All this takes place while Jesus is on his way to the house of Jairus, the leader of the synagogue. He is an important person, very much part of the community; yet he too has fallen at Jesus’ feet to ask for the healing of his daughter. But, while they are on the way, his daughter has died. And the people say, “don’t bother the rabbi any more”. Why would they say this? Perhaps their faith isn’t enough to imagine that Jesus could raise the dead. But perhaps also because the girl is now a dead body, and corpses were also ritually unclean. You wouldn’t ask a revered rabbi to enter a house where there was a dead body. The daughter of Jairus is now the other side of a ritual boundary of exclusion. 
But this does not matter to Jesus. He goes in and touches the dead girl, taking her by the hand. And once again the contagion of uncleanness is reversed: instead of Jesus being contaminated by the corpse, life and healing flow from him. The girl is raised to life.
We’re told that she is twelve years old. That was the age at which girls were deemed to be legally adults. The law of Moses, including all the ritual purity rules, applied from that age. It’s surely significant that it was just as this girl became subject to the purity laws, that she died. Just as the woman with the haemorrhage had been suffering the social death of an outcast for twelve years, because of the purity laws. 
The symbolism here is that these rules of inclusion and exclusion bring death. They stop people living and flourishing in the community of God’s people. And Jesus overcomes all that. Jesus crosses the boundaries that he shouldn’t cross, he touches and is touched by the excluded people. And they are made clean and whole and restored to society. 
Jesus overcomes the contagion of uncleanness with his own, more powerful, contagion of life and love. He draws people to him, cutting across the boundaries which were supposed to keep them away.
We need to ask where those boundaries are in our own day. Where are the barriers in our society that keep people from flourishing? We live in a prosperous city, by world standards, but there are many people on the margins. People like Joanne, a homeless woman I know who often sits on the streets around Euston. As the Olympics approach, her experience is that she and other homeless people are increasingly being stopped by police, arrested, moved on, driven out of the centre of the city. For some it seems that “cleaning up the streets” means more than scrubbing off graffiti and weeding the flower beds. 
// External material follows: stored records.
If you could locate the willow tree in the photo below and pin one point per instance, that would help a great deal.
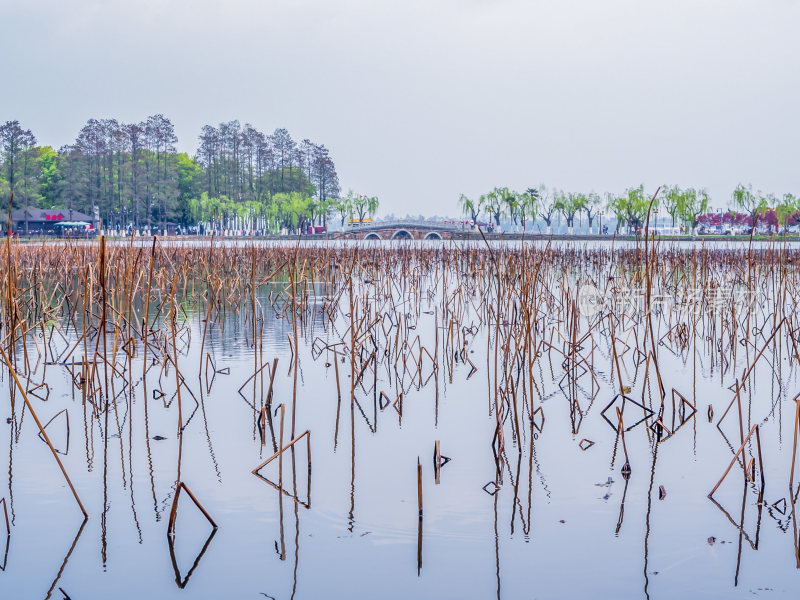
(528, 205)
(591, 207)
(748, 202)
(691, 204)
(471, 208)
(493, 201)
(365, 205)
(569, 205)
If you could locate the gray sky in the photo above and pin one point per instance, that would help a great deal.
(419, 101)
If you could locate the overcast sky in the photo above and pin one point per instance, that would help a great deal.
(419, 101)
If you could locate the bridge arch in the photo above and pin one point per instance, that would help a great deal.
(402, 234)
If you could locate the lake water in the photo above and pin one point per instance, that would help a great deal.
(540, 518)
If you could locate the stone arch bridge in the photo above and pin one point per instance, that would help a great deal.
(400, 230)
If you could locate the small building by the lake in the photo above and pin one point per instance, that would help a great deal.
(36, 221)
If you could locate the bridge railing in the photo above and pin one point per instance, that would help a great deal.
(396, 224)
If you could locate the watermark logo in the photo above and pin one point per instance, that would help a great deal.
(634, 301)
(591, 301)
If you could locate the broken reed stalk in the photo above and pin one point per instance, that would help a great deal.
(626, 468)
(419, 487)
(735, 456)
(5, 512)
(794, 446)
(173, 515)
(42, 431)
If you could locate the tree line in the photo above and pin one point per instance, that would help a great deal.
(682, 206)
(132, 176)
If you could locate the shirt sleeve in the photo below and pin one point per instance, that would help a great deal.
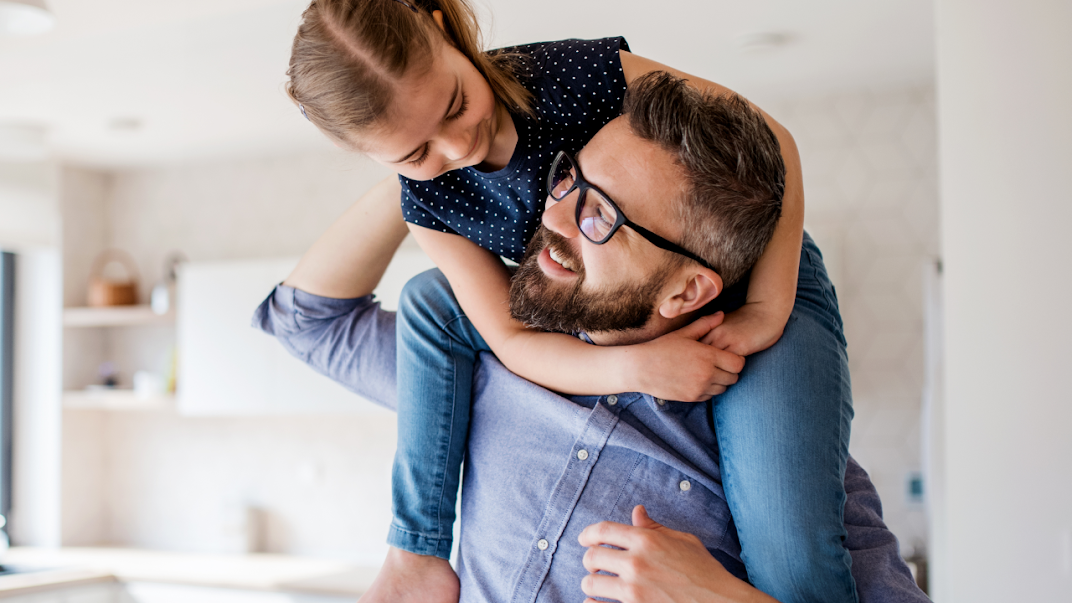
(881, 575)
(352, 341)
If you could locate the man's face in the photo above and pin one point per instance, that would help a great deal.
(566, 282)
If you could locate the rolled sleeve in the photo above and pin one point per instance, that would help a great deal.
(351, 341)
(881, 575)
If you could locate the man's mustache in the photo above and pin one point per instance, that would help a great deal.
(562, 248)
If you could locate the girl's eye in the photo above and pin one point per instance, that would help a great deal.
(417, 162)
(461, 109)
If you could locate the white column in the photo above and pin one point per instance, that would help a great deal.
(35, 471)
(1005, 115)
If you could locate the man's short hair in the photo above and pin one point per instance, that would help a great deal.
(732, 162)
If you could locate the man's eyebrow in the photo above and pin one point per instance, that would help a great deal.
(446, 114)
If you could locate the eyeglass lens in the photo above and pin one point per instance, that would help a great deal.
(597, 216)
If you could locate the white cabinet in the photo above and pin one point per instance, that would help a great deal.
(228, 368)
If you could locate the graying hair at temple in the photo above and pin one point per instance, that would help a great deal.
(732, 162)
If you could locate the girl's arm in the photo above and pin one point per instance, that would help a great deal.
(350, 259)
(675, 366)
(772, 290)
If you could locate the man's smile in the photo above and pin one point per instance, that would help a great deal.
(555, 264)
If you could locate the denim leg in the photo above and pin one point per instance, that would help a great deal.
(436, 349)
(784, 438)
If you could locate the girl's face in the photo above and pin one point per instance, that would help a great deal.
(442, 119)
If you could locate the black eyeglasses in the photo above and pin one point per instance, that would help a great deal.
(598, 218)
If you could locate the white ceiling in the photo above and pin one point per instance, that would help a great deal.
(204, 77)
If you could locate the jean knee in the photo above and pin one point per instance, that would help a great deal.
(428, 297)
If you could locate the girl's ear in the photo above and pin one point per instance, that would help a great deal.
(696, 292)
(437, 16)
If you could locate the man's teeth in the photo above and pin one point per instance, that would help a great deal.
(559, 259)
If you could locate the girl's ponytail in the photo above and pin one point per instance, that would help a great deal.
(499, 69)
(348, 54)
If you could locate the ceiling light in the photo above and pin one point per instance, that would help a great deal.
(24, 17)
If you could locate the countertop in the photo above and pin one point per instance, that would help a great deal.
(277, 573)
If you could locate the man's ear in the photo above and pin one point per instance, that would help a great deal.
(697, 291)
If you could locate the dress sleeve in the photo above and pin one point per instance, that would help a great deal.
(881, 575)
(415, 207)
(581, 85)
(352, 341)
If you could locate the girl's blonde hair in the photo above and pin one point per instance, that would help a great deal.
(348, 56)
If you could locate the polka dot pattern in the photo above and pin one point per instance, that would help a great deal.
(577, 88)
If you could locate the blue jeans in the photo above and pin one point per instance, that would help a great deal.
(783, 441)
(783, 431)
(437, 347)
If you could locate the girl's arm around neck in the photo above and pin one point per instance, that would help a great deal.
(772, 290)
(563, 363)
(350, 259)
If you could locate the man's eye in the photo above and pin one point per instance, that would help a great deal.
(605, 216)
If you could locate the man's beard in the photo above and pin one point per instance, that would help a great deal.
(540, 303)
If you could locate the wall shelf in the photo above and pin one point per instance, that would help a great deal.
(116, 399)
(115, 315)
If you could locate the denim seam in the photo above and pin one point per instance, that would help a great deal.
(628, 481)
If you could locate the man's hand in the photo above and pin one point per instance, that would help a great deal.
(656, 564)
(676, 366)
(750, 328)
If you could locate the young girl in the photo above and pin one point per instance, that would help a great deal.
(472, 136)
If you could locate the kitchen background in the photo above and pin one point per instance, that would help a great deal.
(167, 130)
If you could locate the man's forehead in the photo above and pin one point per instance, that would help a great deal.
(641, 177)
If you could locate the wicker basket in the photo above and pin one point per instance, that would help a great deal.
(104, 292)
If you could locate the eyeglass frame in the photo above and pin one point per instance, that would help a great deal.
(583, 186)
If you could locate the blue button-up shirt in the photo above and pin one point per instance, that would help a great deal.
(540, 467)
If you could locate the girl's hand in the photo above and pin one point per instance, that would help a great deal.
(748, 329)
(678, 366)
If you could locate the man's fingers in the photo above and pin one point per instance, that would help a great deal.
(641, 519)
(601, 558)
(607, 532)
(599, 585)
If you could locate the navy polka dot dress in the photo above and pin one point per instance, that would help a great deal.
(577, 88)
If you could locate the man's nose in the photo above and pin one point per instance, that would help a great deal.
(560, 216)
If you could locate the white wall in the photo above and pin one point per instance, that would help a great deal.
(1005, 92)
(871, 195)
(30, 226)
(35, 455)
(321, 485)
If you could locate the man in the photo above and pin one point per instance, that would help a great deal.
(550, 480)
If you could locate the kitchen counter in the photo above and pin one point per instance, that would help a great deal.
(274, 573)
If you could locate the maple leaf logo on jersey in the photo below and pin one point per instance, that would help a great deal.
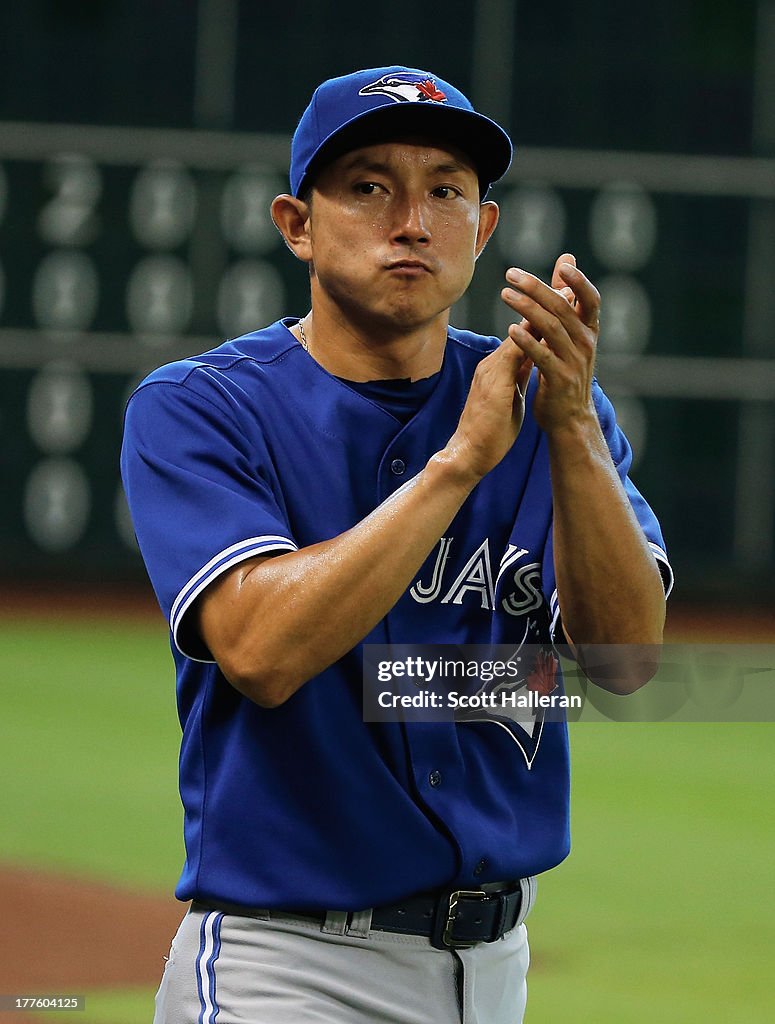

This matters, because the Gospel is about the Kingdom of God in which all human beings are called to dwell together. It matters because Jesus still today crosses the boundaries that are meant to keep people out.
We value this church building as a place of welcome, and many people indeed find it to be so, a place of prayer and sanctuary as well as a meeting space which is used by the wider community. But most of the people who live in the area are not with us for Mass today. Of course we don’t want to force people in against their will. But we do need to make sure that there are no invisible barriers keeping out people who want to come in.
What we do in church is culturally quite strange for most people today. Making responses, singing hymns, bowing and genuflecting, do not come naturally. And add to that all the subliminal expectations about how people are supposed to dress or behave when they come to church. We think these things are traditional but actually most of them are quite recent. I fear that many people don’t come because they simply assume that they wouldn’t belong. 
But the mission of Jesus is to draw everyone into God’s kingdom, and the church is the bearer of that mission. There is nobody who is “dirty”, unclean, outside, nobody who doesn’t belong. So we do need to take a critical look at what we do, both as a community in this city and as the community of the Church. We do need to ask whether what is comfortable for us is not a barrier for others.
We who were once far off have been welcomed by Jesus into the new life of his kingdom. And we cannot but welcome others, too.